Substantially enhanced anti-lead poisoning performance on the CeO2-WO3 pairs supported by red mud: Sacrificial effect of Fe2O3

• A carrier-sacrificing approach was proposed to prepare anti-lead catalysts. • Red mud was used as a sacrifice carrier replacing the traditional TiO 2 . • PbWO 4 adsorbed NH 3 more easily than TiO 2 and inhibited the activation of NH 3 . • Fe 2 O 3 bond with Pb prior to WO 3 , which reduced the formation of inert PbWO 4 . • Besides CeO 2 , Fe 2 O 3 also participated in the redox cycle, while TiO 2 did not. Lead (Pb) species are inevitable poisonous constituents of the flue gas in the non-electric industry, which hinders the NH 3 -SCR reactions. Herein, we proposed a facile and low-cost carrier-sacrificing approach for the preparation of anti-lead catalysts which exhibited promising benefits.
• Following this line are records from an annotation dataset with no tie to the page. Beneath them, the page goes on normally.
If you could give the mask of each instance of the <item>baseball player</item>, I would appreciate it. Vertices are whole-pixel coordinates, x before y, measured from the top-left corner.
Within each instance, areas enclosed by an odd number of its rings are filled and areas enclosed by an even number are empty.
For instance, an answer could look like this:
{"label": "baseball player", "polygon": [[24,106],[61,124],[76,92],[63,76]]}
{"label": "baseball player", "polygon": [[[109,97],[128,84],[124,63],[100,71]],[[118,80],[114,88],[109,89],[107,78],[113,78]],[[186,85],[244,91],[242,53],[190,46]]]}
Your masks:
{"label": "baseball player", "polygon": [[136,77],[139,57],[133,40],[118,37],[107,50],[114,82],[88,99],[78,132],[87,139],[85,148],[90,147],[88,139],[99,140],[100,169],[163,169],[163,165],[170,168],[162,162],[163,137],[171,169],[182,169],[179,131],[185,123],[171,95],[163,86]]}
Innovatively, Fe 2 O 3 from solid waste of red mud (RM) was used as a sacrifice carrier replacing the traditional TiO 2 . On the one hand, Fe 2 O 3 was involved in the redox cycle of the reaction, so that the RM-based catalysts could still ensure the redox cycle after Pb poisoning. On the other hand, Fe 2 O 3 was more preferentially bonded with Pb compare to WO 3 species, thus protecting the WO 3 species from being poisoned. The NO x conversion of the poisoned (with 5 wt % of Pb) RM-based catalyst (Pb-Ce-W/RM) was above 90% at 225 – 470 °C and kept the same NO x conversion as fresh catalyst (Ce-W/RM) at 275 – 400 °C. In comparison, the NO x conversion of poisoned TiO 2 -based catalyst (Pb-Ce-W/Ti) dropped 17 – 50% at 200 – 475 °C. Pb transformed the structure of the WO 3 phase and formed Pb 2+ -O-W 6+ sites over the Ce-W/Ti catalyst. When most NH 3 adsorbed on PbWO 4 sites, its bonding strength increased thus suppressing the further activation and dehydrogenation of adsorbed NH 3 species. However, Fe 2 O 3 , as the sacrificial agent would bond with Pb species prior to WO 3 , reducing the formation of inert PbWO 4 on the catalyst surface, thus leading to higher Pb resistance.